In a significantly networked and highly collaborative scientific field such as bioinformatics, the goal is to jointly use and federate services for data management. With the goal of a well acknowledged data publication in mind a persistent link between research objects and persons need to be established and maintained. Of central importance for this objective are persistent identifiers of researchers. Because of the high turnover within this group of individuals, agreement among all stakeholders in the science enterprise on a uniform, internationally recognized, and institution-wide system would be a considerable advantage, since changing workplaces between institutions would no longer require changes in the database. Such an internationally recognized identifier should be stable and unique for individuals. In a further step, BioDATEN has urged the SDC and Baden-Wuerttemberg RDM working groups to join the Memorandum of Understanding (MoU) of DINI and made a recommendation for ORCID. In this course it is advised to identify persons in research information systems, repositories and research data management via the ORCID ID and repositories via re3data (see the article at "Bausteine FDM"). The ORCID ID already has a high degree of visibility and acceptance in the bioinformatics community. The recommendation was favorably received by both the ALWR-BW and the Working Group of Library Directors in the state.

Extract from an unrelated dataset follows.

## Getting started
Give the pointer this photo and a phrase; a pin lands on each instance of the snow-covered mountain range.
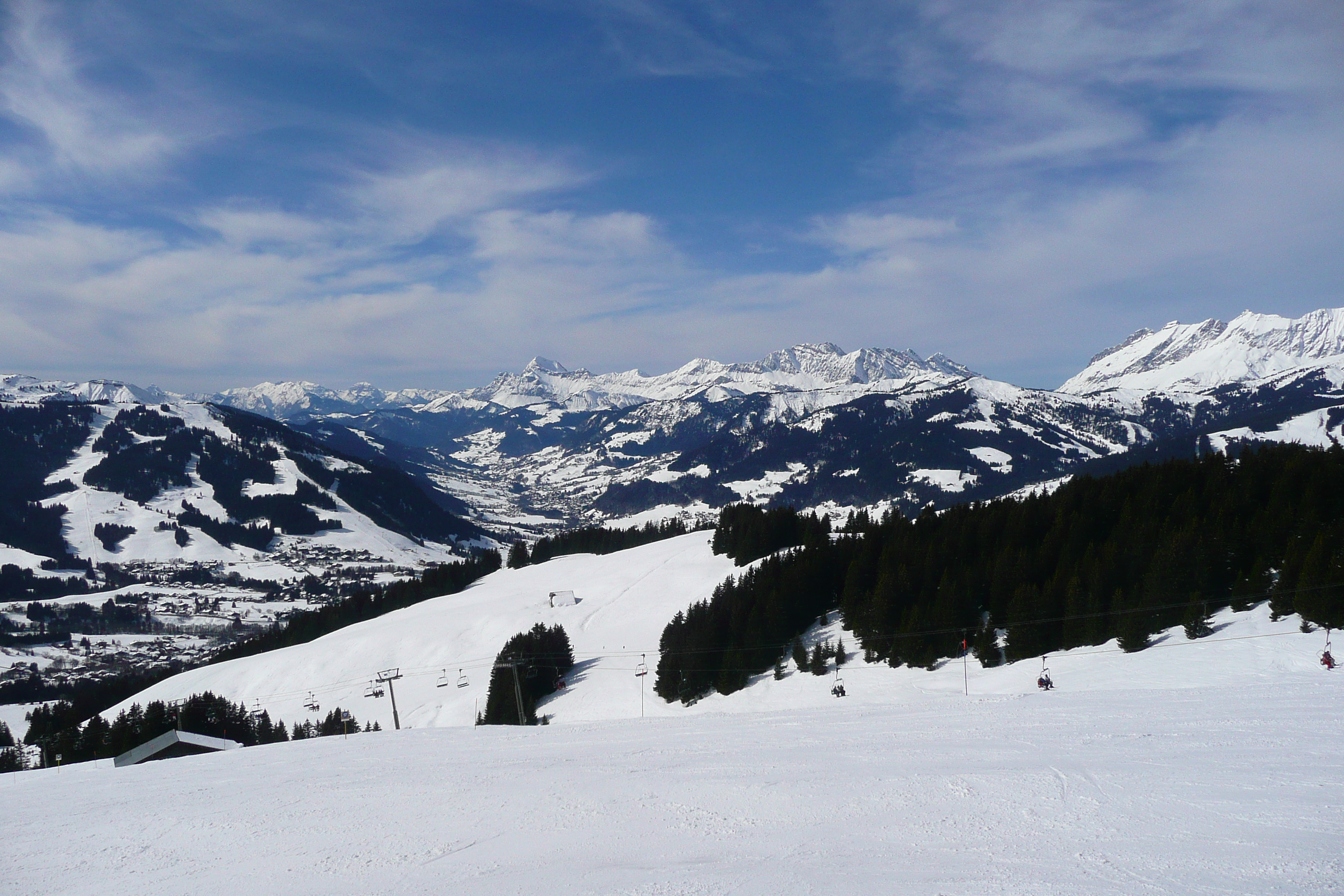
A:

BioDATEN is one of four science data centres (SDC) sponsored by the Ministry of Science, Research and Arts. Although each project addresses a different scientific community, there are cross-cutting topics that must be handled by each project. Such topics are e.g. legal aspects of research data, defining metadata for research data, education on research data management, and business models for research infrastructure. As all SDCs will work in these areas and will benefit from each other’s experiences, the coordination project bw2fdm organizes and hosts various working groups to tackle these issues. BioDATEN is an active member in all working groups so far and is happy to share experiences and to network with the other SDCs. BioDATEN is also part of the spokesperson group of two working groups.

BioDATEN is actively pursuing the development of a working business model required for sustainable operation. During an SDC working group meeting, BioDATEN presented a short overview on the actual state, that put together the insights from its partners, previous projects, and. The base for sustainable operation is the cooperation and agreement among partners. This entails the possibility of exchanged services and resources. From a certain point on this needs to be put into formal agreements signed by the partners in a consortium and its users. A challenge is the creation and definition of the proper legal framework. Optimally, not every consortium needs to create its own framework and agreements but can join larger structures. Those structures still need to be established. This is getting clarified in ongoing talks with the Ministry of Science, Research and Arts.

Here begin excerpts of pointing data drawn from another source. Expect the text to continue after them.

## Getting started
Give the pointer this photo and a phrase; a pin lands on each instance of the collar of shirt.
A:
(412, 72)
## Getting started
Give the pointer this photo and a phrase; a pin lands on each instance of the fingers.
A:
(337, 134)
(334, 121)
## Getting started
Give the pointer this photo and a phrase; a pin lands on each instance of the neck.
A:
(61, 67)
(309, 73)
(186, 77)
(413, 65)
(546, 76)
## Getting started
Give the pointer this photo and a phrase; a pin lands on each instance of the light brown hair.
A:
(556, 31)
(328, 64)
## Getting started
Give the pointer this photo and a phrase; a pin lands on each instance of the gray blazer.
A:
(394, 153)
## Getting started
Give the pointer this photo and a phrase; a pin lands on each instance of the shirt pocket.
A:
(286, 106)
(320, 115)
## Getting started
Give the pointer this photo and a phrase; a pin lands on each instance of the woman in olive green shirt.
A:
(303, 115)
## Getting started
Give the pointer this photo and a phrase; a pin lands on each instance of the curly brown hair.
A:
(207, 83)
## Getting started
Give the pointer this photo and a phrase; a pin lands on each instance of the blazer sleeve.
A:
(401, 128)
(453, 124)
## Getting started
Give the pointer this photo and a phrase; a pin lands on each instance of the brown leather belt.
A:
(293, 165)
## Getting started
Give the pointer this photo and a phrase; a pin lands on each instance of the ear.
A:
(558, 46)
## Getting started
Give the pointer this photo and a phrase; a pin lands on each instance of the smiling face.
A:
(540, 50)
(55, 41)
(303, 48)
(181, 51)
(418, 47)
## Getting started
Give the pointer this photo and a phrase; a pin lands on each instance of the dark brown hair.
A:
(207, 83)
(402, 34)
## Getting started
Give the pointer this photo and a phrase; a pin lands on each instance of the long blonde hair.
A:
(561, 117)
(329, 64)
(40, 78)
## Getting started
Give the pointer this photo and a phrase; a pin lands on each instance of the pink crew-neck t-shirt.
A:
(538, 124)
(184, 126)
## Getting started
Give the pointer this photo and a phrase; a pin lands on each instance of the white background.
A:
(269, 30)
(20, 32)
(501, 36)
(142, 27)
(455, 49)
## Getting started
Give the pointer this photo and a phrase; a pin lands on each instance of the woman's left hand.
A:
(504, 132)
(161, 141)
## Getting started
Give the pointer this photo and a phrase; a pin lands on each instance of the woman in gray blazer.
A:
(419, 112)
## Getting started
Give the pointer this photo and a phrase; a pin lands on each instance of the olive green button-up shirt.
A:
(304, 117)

In the course of another SDC working group meeting, BioDATEN presented its decision process over the last year towards a suitable repository service for data publication. It finally came up with InvenioRDM after the analysis of existing solutions like DataVerse, Fedora/DSpace or iRods. During the decision process, BioDATEN was in exchange with various experts from university libraries, computer centres within the state of Baden-Württemberg, and with experts from various NFDI consortia like DataPLANT. These activities identified the shortcomings of traditional archiv and library solutions regarding Big Data as required e.g. by bwSFS and the BioDATEN communities. InvenioRDM features a modern extensible architecture and has already a significant userbase within the Zenodo community. Thus, a high probability of sustainable and long-term service can be expected. Additionally, InvenioRDM is a modular, Python-based open source data repository software initially developed by CERN which provides a modern REST-API. The highly modular architecture is micro-service oriented, scalable, and easily extensible. It provides the necessary broad support for storage backends like S3 object storage, filesystem or WebDAV. Indexing and search is based on the Elastic Search backend. InvenioRDM allows for the simple integration of external identity providers via oAuth 2.0/OpenID Connect and exposes an OAI-PMH interface for metadata harvesting and data exchange with other repository services.